When I execute my code repeatedly (1000 times, via Bash), it prints Undecoded and Decoded with approximately the same frequencies. When I change the string I write into the “file”, e.g. add a newline at its end, Undecoded disappears. When utf8::decode succeeds and I try it for the same original string in a loop, it keeps succeeding in the same instance of interpreter; however, if it fails, it keeps failing.

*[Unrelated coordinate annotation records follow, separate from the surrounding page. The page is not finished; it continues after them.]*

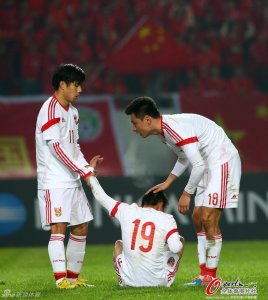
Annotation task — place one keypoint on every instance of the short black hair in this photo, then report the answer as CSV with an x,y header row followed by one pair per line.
x,y
143,106
68,73
152,199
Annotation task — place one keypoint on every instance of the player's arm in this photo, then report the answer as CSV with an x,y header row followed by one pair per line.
x,y
78,153
174,240
198,169
177,171
100,195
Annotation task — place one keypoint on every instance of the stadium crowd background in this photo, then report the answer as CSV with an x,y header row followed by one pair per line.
x,y
228,40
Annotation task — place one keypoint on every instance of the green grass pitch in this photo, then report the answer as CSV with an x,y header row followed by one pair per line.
x,y
26,271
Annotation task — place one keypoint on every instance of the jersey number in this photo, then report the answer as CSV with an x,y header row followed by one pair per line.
x,y
147,233
213,198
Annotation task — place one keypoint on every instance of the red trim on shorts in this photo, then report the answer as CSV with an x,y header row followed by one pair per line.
x,y
171,232
187,141
203,269
59,275
211,271
224,180
50,123
86,175
48,207
115,209
201,233
72,275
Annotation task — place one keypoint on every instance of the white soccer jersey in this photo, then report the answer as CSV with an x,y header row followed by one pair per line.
x,y
145,232
60,162
197,140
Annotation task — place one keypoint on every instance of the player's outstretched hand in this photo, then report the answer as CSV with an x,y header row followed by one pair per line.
x,y
159,187
95,161
184,203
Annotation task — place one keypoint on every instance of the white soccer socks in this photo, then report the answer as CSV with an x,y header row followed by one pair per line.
x,y
201,251
75,253
57,255
213,254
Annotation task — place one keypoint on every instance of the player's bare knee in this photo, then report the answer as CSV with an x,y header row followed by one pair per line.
x,y
58,228
118,248
81,229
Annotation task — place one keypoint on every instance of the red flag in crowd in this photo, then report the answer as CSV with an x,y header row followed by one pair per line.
x,y
146,48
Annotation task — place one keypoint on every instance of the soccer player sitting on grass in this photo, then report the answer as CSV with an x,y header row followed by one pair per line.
x,y
151,248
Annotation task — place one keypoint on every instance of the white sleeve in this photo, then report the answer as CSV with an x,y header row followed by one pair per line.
x,y
99,194
197,172
174,243
180,166
78,153
80,156
77,166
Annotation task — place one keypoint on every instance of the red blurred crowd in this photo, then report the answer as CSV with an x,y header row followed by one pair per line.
x,y
228,40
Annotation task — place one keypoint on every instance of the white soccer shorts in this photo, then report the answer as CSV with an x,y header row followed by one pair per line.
x,y
64,206
219,187
171,265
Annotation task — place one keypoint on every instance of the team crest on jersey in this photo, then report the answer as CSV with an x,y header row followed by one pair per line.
x,y
76,119
58,211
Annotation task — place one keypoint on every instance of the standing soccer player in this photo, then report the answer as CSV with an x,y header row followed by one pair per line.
x,y
215,174
60,164
151,247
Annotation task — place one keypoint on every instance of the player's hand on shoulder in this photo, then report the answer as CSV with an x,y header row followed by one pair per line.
x,y
184,203
157,188
96,161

What is the explanation for the observed behavior? How can I use file handle to a scalar variable together with character strings?

Bash playground:

for i in {1..1000}; do perl -we 'use strict; use utf8; binmode STDOUT, ":utf8"; binmode STDERR, ":utf8"; my $c = ""; open C, ">:utf8", \$c; print C "š"; close C; die "Does not happen\n" if utf8::is_utf8($c); print utf8::decode($c) ? "Decoded\n" : "Undecoded\n";'; done | grep Undecoded | wc -l

For reference and to be absolutely sure, I also made a version with pedantic error handling – same results.

#!/usr/bin/perl
use warnings;
use strict;
use utf8;
binmode STDOUT, ":utf8" or die "Cannot binmode STDOUT\n";
binmode STDERR, ":utf8" or die "Cannot binmode STDERR\n";
my $c = "";
open C, ">:utf8", \$c or die "Cannot open: $!\n";
print C "š" or die "Cannot print: $!\n";
close C or die "Cannot close: $!\n";
die "Does not happen\n" if utf8::is_utf8($c);
print utf8::decode($c) ? "Decoded\n" : "Undecoded\n";

Solution

  • Examining $c in details reveals it has nothing to do with the content of $c or its internals, and the result of decode accurately represents what it did or didn't do.

    $ for i in {1..2}; do
         perl -MDevel::Peek -we'
            use strict; use utf8;
            binmode STDOUT, ":utf8";
            binmode STDERR, ":utf8";
            my $c = "";
            open C, ">:utf8", \$c;
            print C "š";
            close C;
            die "Does not happen\n" if utf8::is_utf8($c);
            Dump($c);
            print utf8::decode($c) ? "Decoded\n" : "Undecoded\n";
            Dump($c)
         '
         echo
      done
    

    SV = PV(0x17c8470) at 0x17de990
      REFCNT = 1
      FLAGS = (PADMY,POK,pPOK)
      PV = 0x17d7a40 "\305\241"
      CUR = 2
      LEN = 16
    Decoded
    SV = PV(0x17c8470) at 0x17de990
      REFCNT = 1
      FLAGS = (PADMY,POK,pPOK,UTF8)
      PV = 0x17d7a40 "\305\241" [UTF8 "\x{161}"]
      CUR = 2
      LEN = 16
    

    SV = PV(0x2d0fee0) at 0x2d26400
      REFCNT = 1
      FLAGS = (PADMY,POK,pPOK)
      PV = 0x2d1f4b0 "\305\241"
      CUR = 2
      LEN = 16
    Undecoded
    SV = PV(0x2d0fee0) at 0x2d26400
      REFCNT = 1
      FLAGS = (PADMY,POK,pPOK)
      PV = 0x2d1f4b0 "\305\241"
      CUR = 2
      LEN = 16
    

    This was a bug in utf8::decode, but it was fixed in 5.16.3 or earlier, probably 5.16.0 since it was still present in 5.14.2.

    A suitable workaround it to use Encode's decode_utf8 instead.